Suite de notre série consacrée à la discographie de Tom Waits. Retour sur sa période intouchable : les années Island.

« There’s a world going on, underground » (Underground)

Sous l’égide radicale de sa muse d’épouse, Tom Waits signifie à son producteur Bones Howe et son manager Herb Cohen que l’heure est venue pour lui de se réinventer seul. Il rompt par la même occasion avec le label Asylum et déménage de la Californie vers New York. Il lui faut treize mois pour convaincre une maison de disques de distribuer son prochain album. Un laps de temps qui en dit long sur la frilosité des distributeurs – il faut avoir les esgourdes passablement mazoutées pour ne pas entendre en « Swordfishtrombones » un disque majeur. Le titre donne à imaginer un instrument bizarroïde tel qu’en concevait le défunt Harry Partch. Véritable savant fou de l’americana, ce dernier laisse à son trépas (en 1974) une œuvre farouchement originale composée à partir d’instruments de son invention, tels que le « bloboy », le « zymo-xyl » ou les « cloud chamber bowls ». Le Harry Partch Ensemble tourne à travers les États-Unis, perpétuant l’œuvre et la mémoire de ce génial hurluberlu. Le professeur Francis Thumm en est le « chromelodeon » attitré. C’est lui qui initie Tom Waits à l’univers de Harry Partch. On le retrouve jouant des inventions de Partch sur deux titres de l’album. Parallèlement, Kathleen Brennan insuffle à son mari sa passion pour la polka, la musique mongole, l’opéra et le Capitaine Coeur-de-Bœuf. Procédant de la même dynamique d’ouverture, le jazzman Victor Feldman pousse lui aussi Tom Waits à incorporer de nouveaux instruments. Ainsi du marimba, un genre de xylophone sud-américain qui, justement, se retrouve beaucoup dans les compositions de Partch. Multi-instrumentiste décomplexé, Feldman participe à plusieurs morceaux, jouant du marimba, de l’orgue, des congas, et de toutes sortes de percussions exotiques. Ajoutez à cela des cuivres, un harmonium, la contrebasse experte de Larry Taylor (ex-Canned Heat), la guitare lancinante de Fred Tackett et une cornemuse, et vous avez là toutes les cartes éparpillées sur la table. Encore s’agit-il d’en tirer d’habiles histoires de chiromancien.

« And if you think that you can tell a bigger tale, I swear to God you’ll have to tell a lie » (Swordfishtrombone)

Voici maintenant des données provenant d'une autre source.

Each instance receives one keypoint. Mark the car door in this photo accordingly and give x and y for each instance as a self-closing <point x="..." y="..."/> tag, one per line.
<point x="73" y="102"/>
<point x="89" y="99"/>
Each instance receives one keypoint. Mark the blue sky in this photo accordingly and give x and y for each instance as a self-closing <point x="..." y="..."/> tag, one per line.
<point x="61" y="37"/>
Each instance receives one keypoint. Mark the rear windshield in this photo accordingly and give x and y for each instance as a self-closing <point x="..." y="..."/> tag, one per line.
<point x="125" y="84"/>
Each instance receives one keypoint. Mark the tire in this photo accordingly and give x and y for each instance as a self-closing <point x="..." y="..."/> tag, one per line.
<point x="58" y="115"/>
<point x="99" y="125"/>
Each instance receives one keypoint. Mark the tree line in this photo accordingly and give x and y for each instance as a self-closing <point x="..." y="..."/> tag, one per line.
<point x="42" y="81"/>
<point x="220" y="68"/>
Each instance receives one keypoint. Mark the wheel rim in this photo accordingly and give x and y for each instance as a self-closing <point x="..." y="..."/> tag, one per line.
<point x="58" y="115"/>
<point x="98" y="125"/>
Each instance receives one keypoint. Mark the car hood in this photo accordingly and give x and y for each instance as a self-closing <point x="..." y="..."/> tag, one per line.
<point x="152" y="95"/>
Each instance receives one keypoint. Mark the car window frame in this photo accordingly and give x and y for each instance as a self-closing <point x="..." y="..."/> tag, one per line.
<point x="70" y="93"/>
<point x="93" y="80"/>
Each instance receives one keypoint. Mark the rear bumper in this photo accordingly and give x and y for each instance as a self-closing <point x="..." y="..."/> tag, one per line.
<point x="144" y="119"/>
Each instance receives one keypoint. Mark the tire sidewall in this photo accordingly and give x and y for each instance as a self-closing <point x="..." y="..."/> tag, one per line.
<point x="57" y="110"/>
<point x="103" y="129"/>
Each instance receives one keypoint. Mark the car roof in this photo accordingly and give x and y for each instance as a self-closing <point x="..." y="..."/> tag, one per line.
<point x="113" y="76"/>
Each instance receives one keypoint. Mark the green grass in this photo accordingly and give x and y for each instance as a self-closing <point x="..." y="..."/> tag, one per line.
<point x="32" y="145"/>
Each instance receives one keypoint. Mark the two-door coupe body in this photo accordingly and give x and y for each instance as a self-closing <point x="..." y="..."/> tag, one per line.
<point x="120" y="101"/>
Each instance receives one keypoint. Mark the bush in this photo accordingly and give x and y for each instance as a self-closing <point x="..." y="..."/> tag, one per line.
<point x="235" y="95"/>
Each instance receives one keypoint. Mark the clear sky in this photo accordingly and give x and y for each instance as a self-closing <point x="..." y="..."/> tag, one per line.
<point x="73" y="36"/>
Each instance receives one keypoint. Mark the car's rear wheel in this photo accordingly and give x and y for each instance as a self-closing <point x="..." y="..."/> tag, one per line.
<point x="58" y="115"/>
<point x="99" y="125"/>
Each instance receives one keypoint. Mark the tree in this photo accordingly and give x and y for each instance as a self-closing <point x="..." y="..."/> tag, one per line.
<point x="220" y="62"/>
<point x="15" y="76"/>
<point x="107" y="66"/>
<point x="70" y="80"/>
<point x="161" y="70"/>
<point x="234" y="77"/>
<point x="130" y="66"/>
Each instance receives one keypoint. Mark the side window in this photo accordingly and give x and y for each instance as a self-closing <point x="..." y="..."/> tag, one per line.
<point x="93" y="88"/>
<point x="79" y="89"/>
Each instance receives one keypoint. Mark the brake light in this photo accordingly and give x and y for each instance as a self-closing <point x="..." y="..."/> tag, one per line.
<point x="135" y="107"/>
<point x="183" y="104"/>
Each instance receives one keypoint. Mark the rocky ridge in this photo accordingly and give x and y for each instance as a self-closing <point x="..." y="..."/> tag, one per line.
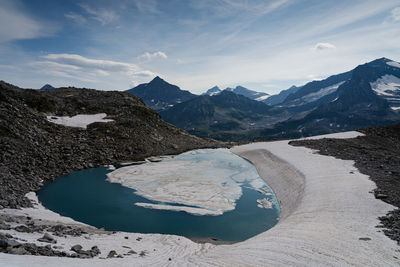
<point x="34" y="151"/>
<point x="377" y="155"/>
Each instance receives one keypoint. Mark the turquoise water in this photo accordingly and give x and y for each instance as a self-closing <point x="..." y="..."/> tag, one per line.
<point x="87" y="196"/>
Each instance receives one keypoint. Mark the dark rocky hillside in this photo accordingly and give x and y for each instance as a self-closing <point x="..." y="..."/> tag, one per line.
<point x="376" y="154"/>
<point x="33" y="150"/>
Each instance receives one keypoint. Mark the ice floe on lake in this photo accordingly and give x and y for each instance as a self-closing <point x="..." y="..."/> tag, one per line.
<point x="205" y="183"/>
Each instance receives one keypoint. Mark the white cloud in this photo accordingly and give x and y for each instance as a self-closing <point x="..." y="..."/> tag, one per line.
<point x="16" y="24"/>
<point x="98" y="73"/>
<point x="324" y="46"/>
<point x="150" y="56"/>
<point x="144" y="74"/>
<point x="396" y="14"/>
<point x="147" y="6"/>
<point x="75" y="17"/>
<point x="94" y="64"/>
<point x="104" y="16"/>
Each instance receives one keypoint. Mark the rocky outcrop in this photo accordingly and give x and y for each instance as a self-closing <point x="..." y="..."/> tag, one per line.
<point x="34" y="150"/>
<point x="377" y="155"/>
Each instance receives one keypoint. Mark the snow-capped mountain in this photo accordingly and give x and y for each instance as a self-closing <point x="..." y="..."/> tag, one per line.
<point x="279" y="98"/>
<point x="239" y="90"/>
<point x="213" y="91"/>
<point x="159" y="94"/>
<point x="47" y="86"/>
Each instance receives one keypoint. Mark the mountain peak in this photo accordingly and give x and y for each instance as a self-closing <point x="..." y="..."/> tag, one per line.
<point x="157" y="79"/>
<point x="47" y="86"/>
<point x="213" y="91"/>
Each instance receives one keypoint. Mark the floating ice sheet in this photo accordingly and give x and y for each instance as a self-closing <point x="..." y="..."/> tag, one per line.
<point x="207" y="183"/>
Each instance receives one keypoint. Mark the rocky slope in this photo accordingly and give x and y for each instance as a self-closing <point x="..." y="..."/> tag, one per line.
<point x="376" y="154"/>
<point x="34" y="150"/>
<point x="159" y="94"/>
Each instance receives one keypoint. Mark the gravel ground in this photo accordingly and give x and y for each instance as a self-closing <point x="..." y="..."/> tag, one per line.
<point x="377" y="155"/>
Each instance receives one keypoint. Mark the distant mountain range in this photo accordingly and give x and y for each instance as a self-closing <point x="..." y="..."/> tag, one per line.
<point x="368" y="95"/>
<point x="160" y="95"/>
<point x="240" y="90"/>
<point x="47" y="86"/>
<point x="218" y="115"/>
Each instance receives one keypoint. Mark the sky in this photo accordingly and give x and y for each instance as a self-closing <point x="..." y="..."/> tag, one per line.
<point x="265" y="45"/>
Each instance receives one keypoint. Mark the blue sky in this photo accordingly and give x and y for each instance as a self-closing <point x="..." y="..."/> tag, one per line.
<point x="263" y="45"/>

Or, les histoires, notre homme, ça le connaît. Frank’s Wild Years suit un négociant en meubles de bureau qui rentre un soir de son travail pour planter un clou à travers le crâne de sa femme et mettre le feu à leur maison parce qu’il n’avait « jamais pu blairer ce chien », « un chihuahua appelé Carlos qui avait une maladie de peau et était totalement aveugle », illustrant une pensée de Bukowski selon laquelle ce sont les petites choses qui vous rendent cinglé. Town With No Cheer narre le désarroi de Serviceton, une bourgade de 80 âmes entre Melbourne et Adelaide, condamnée à dépérir parce qu’un salopard de la compagnie des chemins de fer a décrété que la buvette devait fermer. L’Amérique ne suffit plus au parolier, qui fait là ses premières incursions à l’étranger. Privilégiant les détails aux longs discours, Waits énumère lieux et accessoires pour faire ressortir la langueur errante du marin en permission dans Shore Leave, ou la mélancolie du vétéran dans Soldier’s Things. Son écriture a acquis un net caractère cinématographique. Avec « Swordfishtrombones », il nous convie à un véritable festival de courts-métrages aux atmosphères très prononcées, de la foire aux monstres (Underground) à la parade dominicale d’un marching band de la Nouvelle-Orléans (In The Neighborhood), en passant par la cavale d’un traumatisé du chain gang (13 Shells From A 30.6). L’album n’en est pas moins remarquablement cohérent d’un bout à l’autre. Chaque morceau contraste savamment avec celui qui le précède, ce qui les met tous parfaitement en valeur. Si l’on devait choisir un album qui synthétiserait les facettes de l’œuvre entière de Tom Waits, ce serait celui-là.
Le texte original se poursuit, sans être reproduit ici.